A developer may soon be able to tear down that house next door and replace it with multifamily apartments or condos and you couldn’t stop it, under the new comprehensive plan labeled Thrive Montgomery 2050. The plan is poised to take effect for much of Montgomery County if the County Council votes to approve it Tuesday.
The council intends to proceed with this vote, notwithstanding the turmoil at the Montgomery County Planning Board that led to the resignation of the entire board last week. Unless homeowners protest between now and the vote, a majority of the council is expected to approve it.
While Thrive doesn’t itself accomplish the rezoning of single-family neighborhoods, it provides the basis for doing so, and amendments to zoning rules are waiting in the wings to implement it.
That means it’s possible that developers could locate duplexes, triplexes or quadplexes (four-unit apartment buildings) on many properties within 1 mile of a Metro or light-rail station, or within a quarter-mile of a “growth corridor” (e.g., Wisconsin, Connecticut, Georgia and New Hampshire avenues; and River, Colesville, Randolph and Veirs Mill roads, among others), according to the recommendations of county planners. Builders could replace homes “as of right,” i.e., without notice or input from neighbors. No requirements for compatibility with the neighborhood would apply. No consideration need be given to strains on street parking, traffic, school capacity, etc.
The new housing would not help meet the acute need in the county for affordable housing; rather, studies have shown that condos would likely sell for at least $850,000 and rents would be comparably high. Instead, helter-skelter multifamily projects would destroy the character of the single-family home neighborhoods that have made Montgomery County such a desirable place to live.
Building apartments in established single-family home neighborhoods is not a sensible way to increase the total number of housing units in the county. Rather, higher-density projects should be planned closer to transit, without ruining single-family home neighborhoods.
County Executive Marc Elrich is strongly lobbying the council against the proposal, but does not have veto power. Yet the council seems determined to plunge ahead and adopt Thrive Montgomery 2050 even though it has given insufficient opportunity for public comment on the final language.
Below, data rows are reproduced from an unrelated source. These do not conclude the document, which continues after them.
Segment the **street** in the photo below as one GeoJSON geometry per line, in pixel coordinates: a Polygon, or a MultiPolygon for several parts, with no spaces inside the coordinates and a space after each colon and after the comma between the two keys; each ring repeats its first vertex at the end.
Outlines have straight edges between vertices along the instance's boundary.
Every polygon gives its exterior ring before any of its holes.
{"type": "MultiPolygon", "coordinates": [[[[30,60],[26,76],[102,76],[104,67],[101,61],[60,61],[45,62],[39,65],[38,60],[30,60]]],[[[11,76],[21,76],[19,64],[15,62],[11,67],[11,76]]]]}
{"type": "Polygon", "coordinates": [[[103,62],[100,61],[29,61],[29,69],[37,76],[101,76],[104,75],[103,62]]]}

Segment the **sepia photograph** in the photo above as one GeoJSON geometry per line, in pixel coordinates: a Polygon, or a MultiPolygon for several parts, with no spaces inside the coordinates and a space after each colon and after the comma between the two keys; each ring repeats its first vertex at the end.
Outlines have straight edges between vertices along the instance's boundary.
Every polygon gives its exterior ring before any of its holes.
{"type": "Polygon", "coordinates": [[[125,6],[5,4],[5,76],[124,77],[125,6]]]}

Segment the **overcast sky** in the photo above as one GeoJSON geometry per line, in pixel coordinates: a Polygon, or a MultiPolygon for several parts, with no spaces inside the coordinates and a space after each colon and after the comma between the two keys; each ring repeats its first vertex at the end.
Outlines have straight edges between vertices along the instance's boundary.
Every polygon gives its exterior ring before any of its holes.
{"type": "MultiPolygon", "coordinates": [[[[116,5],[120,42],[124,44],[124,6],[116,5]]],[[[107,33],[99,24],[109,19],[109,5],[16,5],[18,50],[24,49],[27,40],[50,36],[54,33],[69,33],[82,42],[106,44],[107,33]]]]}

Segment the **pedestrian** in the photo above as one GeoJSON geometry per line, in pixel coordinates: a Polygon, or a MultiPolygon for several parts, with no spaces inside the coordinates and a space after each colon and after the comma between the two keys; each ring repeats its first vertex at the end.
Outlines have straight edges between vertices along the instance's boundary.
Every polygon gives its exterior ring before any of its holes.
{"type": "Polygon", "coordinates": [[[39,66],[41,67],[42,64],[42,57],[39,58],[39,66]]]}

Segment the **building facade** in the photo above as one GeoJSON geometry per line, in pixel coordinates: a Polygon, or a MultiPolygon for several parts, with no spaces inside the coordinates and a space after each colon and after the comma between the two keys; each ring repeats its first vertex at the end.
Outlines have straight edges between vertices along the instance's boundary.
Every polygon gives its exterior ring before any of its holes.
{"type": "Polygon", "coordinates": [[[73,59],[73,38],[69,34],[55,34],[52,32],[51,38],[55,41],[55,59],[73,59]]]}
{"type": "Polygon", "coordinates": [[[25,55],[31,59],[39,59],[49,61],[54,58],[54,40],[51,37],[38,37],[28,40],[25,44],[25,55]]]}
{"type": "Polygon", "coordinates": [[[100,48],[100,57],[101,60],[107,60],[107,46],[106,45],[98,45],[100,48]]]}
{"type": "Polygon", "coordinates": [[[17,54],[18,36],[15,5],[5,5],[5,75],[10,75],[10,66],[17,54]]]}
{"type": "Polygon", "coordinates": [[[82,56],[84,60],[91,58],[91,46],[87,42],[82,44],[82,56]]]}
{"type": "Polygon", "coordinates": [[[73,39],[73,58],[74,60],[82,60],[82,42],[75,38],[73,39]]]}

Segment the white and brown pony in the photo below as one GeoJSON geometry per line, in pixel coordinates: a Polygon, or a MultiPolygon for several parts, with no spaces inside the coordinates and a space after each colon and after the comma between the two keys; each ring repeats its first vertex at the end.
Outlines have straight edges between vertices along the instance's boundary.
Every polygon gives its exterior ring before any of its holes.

For example, in a recent work session, the council staff stated that it had received comments only from two pro-developer groups. But there had been extensive comments on very similar language in the previous draft. And in a Sept. 19 letter, 32 community groups also urged the council to pause consideration of Thrive Montgomery 2050 to allow additional input on multiple aspects of the proposal.
Concerned residents should contact members of the County Council, both from their districts and the at-large members, to protest adoption of Thrive Montgomery 2050 prior to Tuesday’s vote. The rezoning proposal in its current form lacks significant benefit and threatens significant adverse consequences to our single-family residential neighborhoods. It certainly deserves further study.
Daniel S. Koch is a retired attorney living in Chevy Chase.